Sebagaimana dilansir sindonews.com (12/9/2021), Ketua Umum Majelis Hukum dan HAM Pimpinan Pusat Muhammadiyah, Trisno Raharjo, mengecam dugaan kertas Al-Qur'an digunakan sebagai pembungkus petasan. Muhammadiyah meminta aparat mengusut kasus ini sesuai hukum.
Akar Masalah Penistaan Agama
Penista agama Islam tak ada habisnya. Belum rampung seorang YouTuber bernama M. Kece, muncul lagi petasan dari lembaran Al-Qur’an. Kaum muslim yang berjumlah mayoritas di negeri ini, terzalimi tiada henti, baik dengan berbagai ujaran kebencian terhadap Islam, ajaran Islam, hingga pelecehan Al-Qur'an dengan menjadikannya petasan. Sebelumnya, kasus-kasus penistaan yang menimpa Islam dan kaum muslim hanya berujung pada permohonan maaf. Islam terus menjadi bulan-bulanan, bahan candaan dan hinaan atas nama kebebasan berperilaku.
Semua kasus yang menista agama ini merupakan buah dari paham kebebasan yang diterapkan. UU Penodaan Agama yang dijadikan dasar agar mampu menjadi tameng, nyatanya belum cukup efektif menangkal arus penistaan yang berulang. Atas nama liberalisme, kebebasan berekspresi, dan berpendapat, para penista memiliki hujjah untuk terus menista. Sungguh, liberalisme menyuburkan penistaan agama.
Longgarnya Sanksi bagi Penista Agama
Masih segar dalam ingatan, bagaimana kasus dugaan penistaan agama yang dilakukan Josep Paul Zhang yang hingga sekarang kasus tersebut seakan belum ada kaputusan. Dia memang sudah ditetapkan sebagai tersangka dan masuk dalam Daftar Pencarian Orang. Namun, perkembangan kasusnya disebut-sebut terkendala yurisdiksi.
Bahkan, khalayak sering menyaksikan muara penistaan tak tersentuh hukum karena permohonan maaf yang terlebih dahulu diucapkan penista. Hal ini seakan menunjukkan betapa longgarnya hukum bagi penista agama. Sehingga, khalayak menilai ada kesan hukum tidak berkeadilan pada semua pihak. Penilaian seperti itu sangat wajar karena masyarakat membutuhkan ketegasan dan keadilan hukum terhadap para penista agama. Dengan adanya ketidakadilan hukum itulah, penistaan agama tumbuh subur dan terus berulang.

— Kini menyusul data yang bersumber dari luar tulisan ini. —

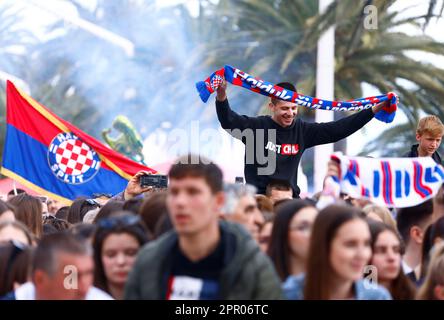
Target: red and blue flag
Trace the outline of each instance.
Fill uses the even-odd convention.
[[[1,173],[64,203],[93,193],[116,194],[137,163],[59,118],[7,82],[6,139]]]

Islam Menindak Tegas Penista Agama
Kapitalisme yang diterapkan di negeri ini telah mempraktikkan sekularisme dengan sempurna. Benar saja, negeri ini memang memisahkan agama dalam pengaturan kehidupan. Dari sekularisme ini, kemudian lahir paham lainnya, yakni liberalisme, pluralisme, dan demokrasi yang menganggap agama bukan sesuatu yang sakral yang wajib dijaga. Jika umat melakukan aksi menuntut hukuman tegas bagi penista agama, umat Islam diminta bersabar dan memberi maaf. Tentu saja kondisi saat ini bertolak belakang dengan kondisi saat Islam diterapkan dalam kehidupan. Dalam Islam, agama adalah sesuatu yang wajib dijaga dan dimuliakan. Pasalnya, salah satu tujuan diterapkannya syariat Islam adalah menjaga dan melindungi agama. Negara tidak akan membiarkan para penista tumbuh subur dalam sistem Islam. Negara tak segan untuk menerapkan sanksi tegas kepada para penista agar memberi efek jera bagi yang lainnya.
Ketegasan Islam terhadap penista agama terbukti dari sikap Khalifah Abdul Hamid saat merespon Prancis yang hendak menayangkan teater berisi pelecehan kepada Rasulullah saw. Saat itu, beliau memanggil duta besar Prancis dan meminta penjelasan atas niat Prancis yang akan menggelar teater yang melecehkan Nabi saw. Khalifah Abdul Hamid bahkan mengancam duta tersebut untuk menghancurkan tempat di sekitar mereka jika teater itu tetap berlangsung.
Demikianlah seharusnya sikap tegas pemimpin kaum muslim. Pemimpin dalam Islam akan tegas dan berwibawa menjaga agama agar Islam dan kaum muslim tidak dihina. Sejarah telah membuktikan, hanya dengan tegaknya syariat Islam secara kafah dalam naungan Khilafah, agama ini akan mulia dan terlindungi. Maka dari itu, seruan penegakan syariat Islam harus terus disuarakan. Saatnya kaum muslim mencampakkan kapitalisme yang melahirkan liberalisme.